First, his reaction.
I think that whenever we feel the need to make someone or something either all “good” or all “bad”…well, apart from the separation we cause by “judging”…there’s the whole issue of denying that there’s anything at all to be gained or learned…even in the face of some aspects that may not be to our liking.
I prefer to take the Zen approach that the Buddha could be your grandmother cooking chicken soup at the stove…so be aware because you never know where help, or wisdom, may come from.
Obviously this reader has, until recently, enjoyed the way I see things, or at least the way I express myself in relating how I see things. So maybe my substance, or perhaps my style, caused him to think in a new way or in a way that enlivened him.
But not any more.
Simply because he read an observation of mine with which he disagrees he needs to make me “wrong”, “bitter” and “out of touch.” There is no room in his reality for others with whom he disagrees. Certainly his choice to make.
I suspect it can get mighty lonely in there.

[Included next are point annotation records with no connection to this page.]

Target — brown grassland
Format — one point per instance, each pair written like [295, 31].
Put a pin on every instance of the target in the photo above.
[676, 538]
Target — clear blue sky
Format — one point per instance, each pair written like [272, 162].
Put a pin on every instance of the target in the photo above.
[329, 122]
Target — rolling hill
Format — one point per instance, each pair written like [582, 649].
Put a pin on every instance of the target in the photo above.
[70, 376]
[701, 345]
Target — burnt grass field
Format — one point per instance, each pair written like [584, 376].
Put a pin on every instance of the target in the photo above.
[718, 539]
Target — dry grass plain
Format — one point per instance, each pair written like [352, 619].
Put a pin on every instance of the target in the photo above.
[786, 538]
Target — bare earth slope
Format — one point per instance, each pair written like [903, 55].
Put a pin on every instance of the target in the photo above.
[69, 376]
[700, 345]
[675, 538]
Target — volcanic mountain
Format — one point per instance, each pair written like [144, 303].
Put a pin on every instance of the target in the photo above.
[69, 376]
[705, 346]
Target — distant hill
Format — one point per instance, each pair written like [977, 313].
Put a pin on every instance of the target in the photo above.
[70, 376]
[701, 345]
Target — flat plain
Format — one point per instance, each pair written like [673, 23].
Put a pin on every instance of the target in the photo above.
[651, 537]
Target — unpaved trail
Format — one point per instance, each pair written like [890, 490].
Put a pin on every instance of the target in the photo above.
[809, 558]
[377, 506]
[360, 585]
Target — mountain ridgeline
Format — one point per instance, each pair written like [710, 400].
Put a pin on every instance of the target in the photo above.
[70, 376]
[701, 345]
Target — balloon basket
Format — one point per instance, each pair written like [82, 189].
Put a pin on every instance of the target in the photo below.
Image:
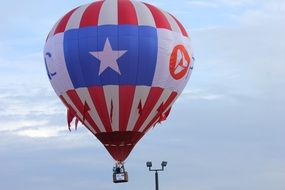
[120, 175]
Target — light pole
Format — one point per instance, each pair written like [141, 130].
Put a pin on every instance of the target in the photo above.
[163, 165]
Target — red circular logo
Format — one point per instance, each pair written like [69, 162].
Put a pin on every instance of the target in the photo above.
[179, 62]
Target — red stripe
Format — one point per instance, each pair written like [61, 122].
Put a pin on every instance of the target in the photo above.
[126, 13]
[153, 96]
[126, 97]
[62, 24]
[159, 18]
[70, 108]
[98, 98]
[170, 99]
[91, 15]
[184, 32]
[72, 94]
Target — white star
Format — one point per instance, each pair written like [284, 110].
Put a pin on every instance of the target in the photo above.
[108, 57]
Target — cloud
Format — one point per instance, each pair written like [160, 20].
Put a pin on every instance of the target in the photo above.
[42, 132]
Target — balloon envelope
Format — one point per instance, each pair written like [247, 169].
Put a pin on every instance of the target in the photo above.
[118, 66]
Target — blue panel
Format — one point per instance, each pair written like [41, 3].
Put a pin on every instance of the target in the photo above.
[137, 65]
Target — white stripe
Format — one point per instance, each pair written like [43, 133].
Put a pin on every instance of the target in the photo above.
[144, 15]
[112, 95]
[167, 40]
[172, 22]
[164, 96]
[84, 95]
[51, 33]
[75, 19]
[108, 13]
[61, 81]
[141, 94]
[86, 123]
[168, 107]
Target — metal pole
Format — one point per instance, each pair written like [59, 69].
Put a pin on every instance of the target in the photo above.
[156, 180]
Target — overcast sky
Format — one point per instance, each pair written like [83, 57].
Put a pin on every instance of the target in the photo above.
[225, 132]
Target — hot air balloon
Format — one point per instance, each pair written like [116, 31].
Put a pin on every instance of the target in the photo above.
[118, 66]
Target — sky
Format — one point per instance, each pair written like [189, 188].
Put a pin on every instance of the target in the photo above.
[226, 131]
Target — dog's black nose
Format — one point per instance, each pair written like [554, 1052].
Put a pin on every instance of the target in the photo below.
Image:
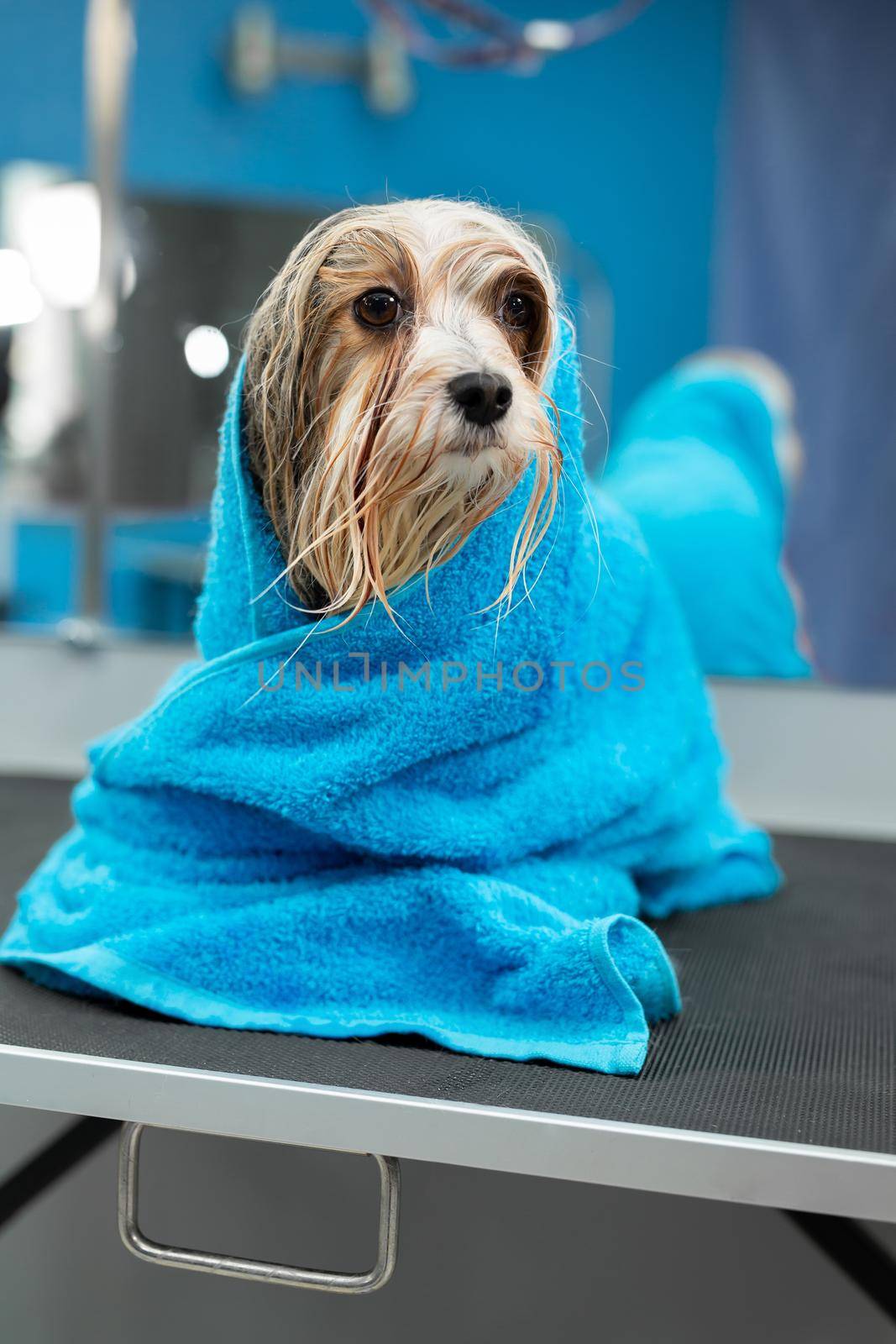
[483, 396]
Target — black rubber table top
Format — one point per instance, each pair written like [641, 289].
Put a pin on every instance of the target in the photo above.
[788, 1032]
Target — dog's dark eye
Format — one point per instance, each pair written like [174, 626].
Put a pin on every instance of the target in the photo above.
[516, 311]
[378, 308]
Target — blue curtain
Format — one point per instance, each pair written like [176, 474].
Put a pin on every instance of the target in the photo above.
[806, 272]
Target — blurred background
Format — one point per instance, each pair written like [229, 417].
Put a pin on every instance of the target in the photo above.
[708, 174]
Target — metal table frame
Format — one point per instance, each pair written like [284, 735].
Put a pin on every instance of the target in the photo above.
[822, 1189]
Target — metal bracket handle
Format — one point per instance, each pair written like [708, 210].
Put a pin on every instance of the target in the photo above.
[208, 1263]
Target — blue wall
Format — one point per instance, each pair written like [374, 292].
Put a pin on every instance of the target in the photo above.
[617, 141]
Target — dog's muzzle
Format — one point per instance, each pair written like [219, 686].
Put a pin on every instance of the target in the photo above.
[484, 398]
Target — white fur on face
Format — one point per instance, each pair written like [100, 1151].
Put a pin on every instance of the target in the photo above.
[371, 470]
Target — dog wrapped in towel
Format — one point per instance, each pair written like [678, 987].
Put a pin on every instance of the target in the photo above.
[441, 816]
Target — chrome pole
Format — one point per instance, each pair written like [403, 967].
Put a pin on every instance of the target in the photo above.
[109, 47]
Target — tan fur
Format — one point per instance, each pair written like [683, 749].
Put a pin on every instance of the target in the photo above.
[369, 470]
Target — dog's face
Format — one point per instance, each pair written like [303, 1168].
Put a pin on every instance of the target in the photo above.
[394, 396]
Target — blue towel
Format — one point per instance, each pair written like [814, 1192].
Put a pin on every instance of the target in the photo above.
[694, 464]
[464, 859]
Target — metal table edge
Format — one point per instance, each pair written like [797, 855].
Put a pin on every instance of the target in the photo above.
[645, 1158]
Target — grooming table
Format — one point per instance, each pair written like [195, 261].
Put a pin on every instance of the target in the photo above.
[775, 1086]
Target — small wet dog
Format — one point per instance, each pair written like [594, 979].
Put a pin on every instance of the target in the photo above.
[394, 396]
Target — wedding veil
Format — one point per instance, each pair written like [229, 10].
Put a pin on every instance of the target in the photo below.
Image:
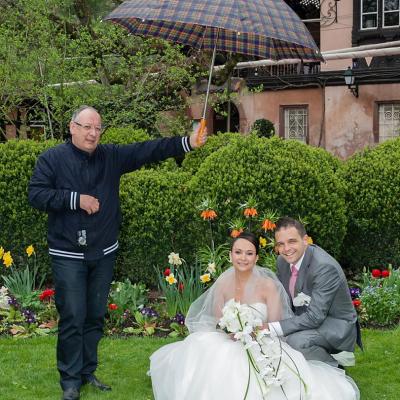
[262, 287]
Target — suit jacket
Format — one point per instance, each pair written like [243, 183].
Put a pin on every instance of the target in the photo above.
[331, 311]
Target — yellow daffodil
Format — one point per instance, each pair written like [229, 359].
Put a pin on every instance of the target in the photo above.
[30, 250]
[171, 279]
[7, 259]
[174, 259]
[263, 242]
[211, 268]
[205, 278]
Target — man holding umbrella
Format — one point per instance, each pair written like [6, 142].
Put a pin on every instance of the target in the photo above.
[77, 184]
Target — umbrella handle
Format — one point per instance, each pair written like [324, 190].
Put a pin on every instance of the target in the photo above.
[201, 131]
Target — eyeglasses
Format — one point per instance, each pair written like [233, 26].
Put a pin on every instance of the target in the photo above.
[87, 128]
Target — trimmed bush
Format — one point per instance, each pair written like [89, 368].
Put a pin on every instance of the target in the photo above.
[193, 160]
[288, 176]
[372, 193]
[124, 135]
[156, 221]
[263, 128]
[127, 135]
[20, 224]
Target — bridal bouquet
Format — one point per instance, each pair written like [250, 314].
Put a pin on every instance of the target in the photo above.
[264, 352]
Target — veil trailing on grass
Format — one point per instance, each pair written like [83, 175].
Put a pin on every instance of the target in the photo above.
[262, 287]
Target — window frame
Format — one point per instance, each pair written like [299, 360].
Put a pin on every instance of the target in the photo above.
[282, 126]
[380, 16]
[376, 118]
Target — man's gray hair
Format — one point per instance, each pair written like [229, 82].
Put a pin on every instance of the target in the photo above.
[76, 113]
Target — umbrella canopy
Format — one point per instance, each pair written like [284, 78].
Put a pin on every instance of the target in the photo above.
[260, 28]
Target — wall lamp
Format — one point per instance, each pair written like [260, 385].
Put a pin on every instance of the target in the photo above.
[350, 79]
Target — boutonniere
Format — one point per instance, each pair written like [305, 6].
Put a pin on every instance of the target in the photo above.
[301, 300]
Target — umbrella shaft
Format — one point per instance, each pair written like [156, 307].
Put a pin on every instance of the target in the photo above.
[210, 75]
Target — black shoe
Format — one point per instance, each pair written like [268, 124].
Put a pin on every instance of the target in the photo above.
[70, 394]
[93, 381]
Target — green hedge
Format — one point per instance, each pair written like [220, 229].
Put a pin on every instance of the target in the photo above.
[156, 221]
[193, 160]
[20, 224]
[290, 177]
[356, 202]
[372, 193]
[124, 135]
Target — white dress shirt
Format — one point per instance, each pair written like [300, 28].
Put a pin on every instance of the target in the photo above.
[275, 327]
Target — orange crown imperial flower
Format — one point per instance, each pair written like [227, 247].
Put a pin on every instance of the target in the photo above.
[250, 212]
[208, 215]
[236, 232]
[268, 225]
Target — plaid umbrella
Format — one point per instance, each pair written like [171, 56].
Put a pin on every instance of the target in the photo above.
[260, 28]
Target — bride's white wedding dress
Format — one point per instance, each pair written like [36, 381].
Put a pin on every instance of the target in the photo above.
[212, 366]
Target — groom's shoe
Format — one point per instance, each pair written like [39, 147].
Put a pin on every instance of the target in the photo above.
[93, 381]
[70, 394]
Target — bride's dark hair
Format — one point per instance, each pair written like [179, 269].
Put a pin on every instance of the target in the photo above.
[251, 237]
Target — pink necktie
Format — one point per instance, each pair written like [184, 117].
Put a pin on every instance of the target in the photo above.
[292, 281]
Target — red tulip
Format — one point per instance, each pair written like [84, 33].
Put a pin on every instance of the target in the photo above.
[167, 272]
[385, 273]
[376, 273]
[47, 294]
[356, 303]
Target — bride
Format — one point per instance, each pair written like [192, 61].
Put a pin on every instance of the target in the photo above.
[211, 365]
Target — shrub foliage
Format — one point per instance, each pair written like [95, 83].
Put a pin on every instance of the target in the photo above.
[372, 185]
[289, 177]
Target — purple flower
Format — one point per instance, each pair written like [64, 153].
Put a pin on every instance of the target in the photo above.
[179, 318]
[149, 312]
[355, 292]
[13, 302]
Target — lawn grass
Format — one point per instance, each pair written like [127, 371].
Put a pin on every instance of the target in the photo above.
[28, 370]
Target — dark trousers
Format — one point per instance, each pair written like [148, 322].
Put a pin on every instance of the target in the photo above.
[82, 289]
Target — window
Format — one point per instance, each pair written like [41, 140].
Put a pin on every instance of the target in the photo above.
[388, 121]
[391, 13]
[380, 13]
[295, 123]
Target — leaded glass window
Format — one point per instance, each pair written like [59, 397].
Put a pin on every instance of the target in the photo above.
[296, 123]
[389, 121]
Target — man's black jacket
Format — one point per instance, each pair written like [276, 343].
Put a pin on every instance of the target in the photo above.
[65, 172]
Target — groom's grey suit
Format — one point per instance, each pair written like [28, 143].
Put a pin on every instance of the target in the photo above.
[328, 324]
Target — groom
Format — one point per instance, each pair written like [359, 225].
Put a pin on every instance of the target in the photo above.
[325, 321]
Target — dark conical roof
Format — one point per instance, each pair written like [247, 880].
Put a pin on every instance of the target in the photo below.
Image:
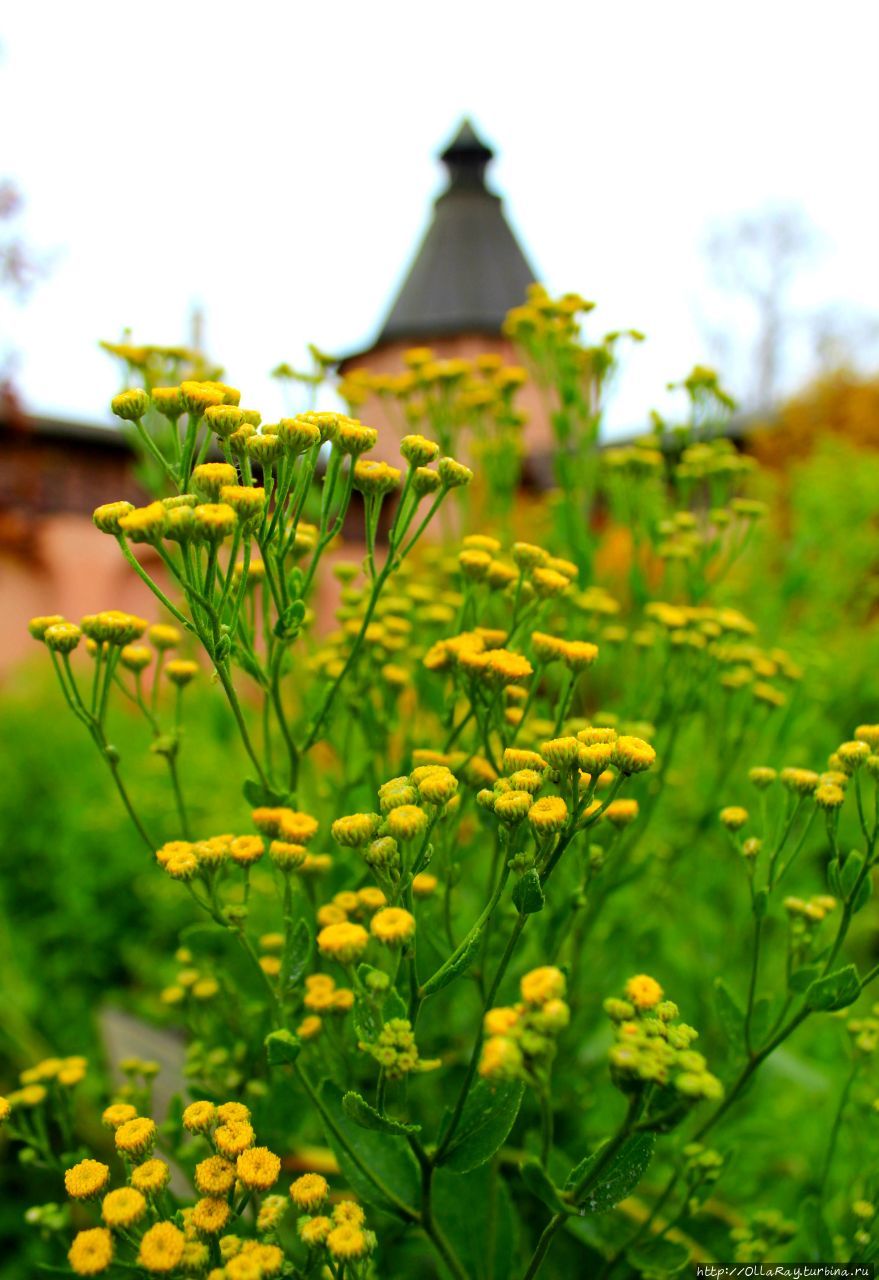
[470, 269]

As for my observation about my husband. I stand by it’s accuracy. I have 16 years of first-hand experience to back it up. But here’s the thing. I wasn’t judging him.
The observation was made in the context of a blog about the priceless benefit of surrounding ourselves with friends whose values and behavior support the highest good in us. The observation about my husband was simply in stark contrast to the crux of the story which was about the my daughter’s much improved behavior as a result of having spent time with some pretty wonderful kids.
So, I would like to thank the man who e-mailed me his comments for giving me this opportunity to find higher meaning in a personal attack. Unfortunately, he’ll never get to experience my gratitude as I’ve been banished from his reality.
I guess this is what is meant by the adage “be careful not to throw the baby out with the bath water.”